Are you a concerned citizen who's trying to make the city of dreams a better place? Well, you probably are since you're reading this Big Happy City article. If so, corporate Mumbai may have some good news for you. Because voting is often a day-long errand, you might be gaining flexible hours on Election Day in order for you to conveniently cast your vote without worrying about skipping work. Now, you no longer need to make the choice of either earning your daily wage or participating in the political process and influencing the city's future.

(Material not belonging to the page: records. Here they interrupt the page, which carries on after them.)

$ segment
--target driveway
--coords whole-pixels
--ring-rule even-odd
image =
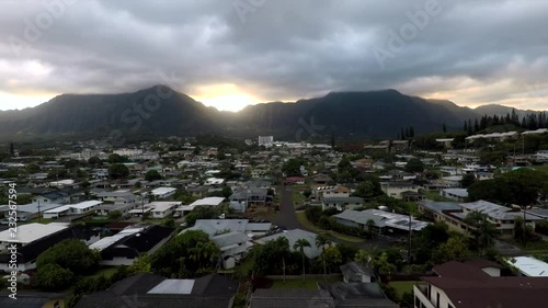
[[[278,187],[276,190],[281,194],[279,198],[279,213],[275,216],[270,218],[272,224],[277,225],[279,227],[285,227],[288,230],[292,229],[302,229],[307,230],[310,232],[315,232],[315,230],[310,230],[307,227],[302,226],[299,220],[297,220],[297,216],[295,215],[295,206],[293,205],[293,194],[292,194],[292,189],[290,187]],[[354,246],[361,249],[370,249],[372,247],[378,247],[378,248],[387,248],[391,246],[392,243],[384,240],[381,238],[376,238],[372,240],[365,240],[363,242],[350,242],[350,241],[344,241],[338,238],[331,238],[332,241],[336,243],[344,243],[347,246]]]

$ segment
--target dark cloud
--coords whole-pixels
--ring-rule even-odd
[[[189,94],[222,83],[264,101],[395,88],[546,109],[546,11],[533,0],[2,1],[0,93],[132,91],[172,76]]]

As only forty-three percent of Mumbaikars voted in 2012, the city's civic bodies and NGOs are trying to collaborate with private firms in order to increase voter turnout. Reports state that Mahindra and Mahindra, Vodafone, and MCX Stock Exchange, among other corporate groups, have all committed to the initiative thus far. However, city-based think tank Mumbai First is working with an additional ten to fifteen private organizations so as to influence their decision to allow for flexible working hours on the 21st of February.

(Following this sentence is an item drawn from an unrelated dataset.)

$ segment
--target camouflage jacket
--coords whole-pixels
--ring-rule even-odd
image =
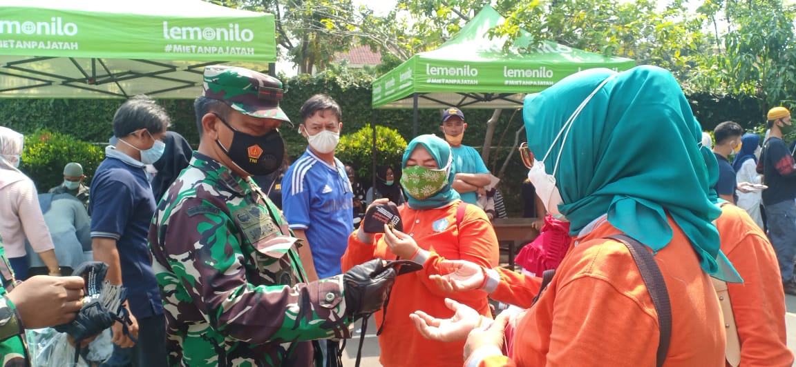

While social media outlets and other platforms have been used to increase awareness and improve voter apathy, "target(ing) the working urban middle class and facilitat(ing) voting from their end to the largest extent,” will be most effective, as firmly suggested by Shishi Joshi, the CEO of Mumbai First.

Numerous companies have even taken to forming internal teams and appointing leaders that have been trying to raise awareness and motivate employees to vote within their branches and offices, affirm multiple reports.

Has your workplace upheld their corporate social responsibility by enforcing any active changes ahead of Election Day, such as flexible working hours? If not, you could discuss the initiative and try to spearhead its implementation so as to be an agent of change and create a positive impact.

Take Away:
> Corporate social responsibility plays an important role in Mumbai's well-being, especially during the elections.
> Voter turnout in the city is incredibly low, but private firms could help change that.
> Targeting the working, urban middle class is the key to making sure that Mumbai gets out to vote in 2017.
> Multiple corporate changes such as internal awareness programs and flexible working hours could help increase the voter turnout.
> If your own office has not yet joined the CSR initiative, you could spearhead the change yourself and suggest implementing it.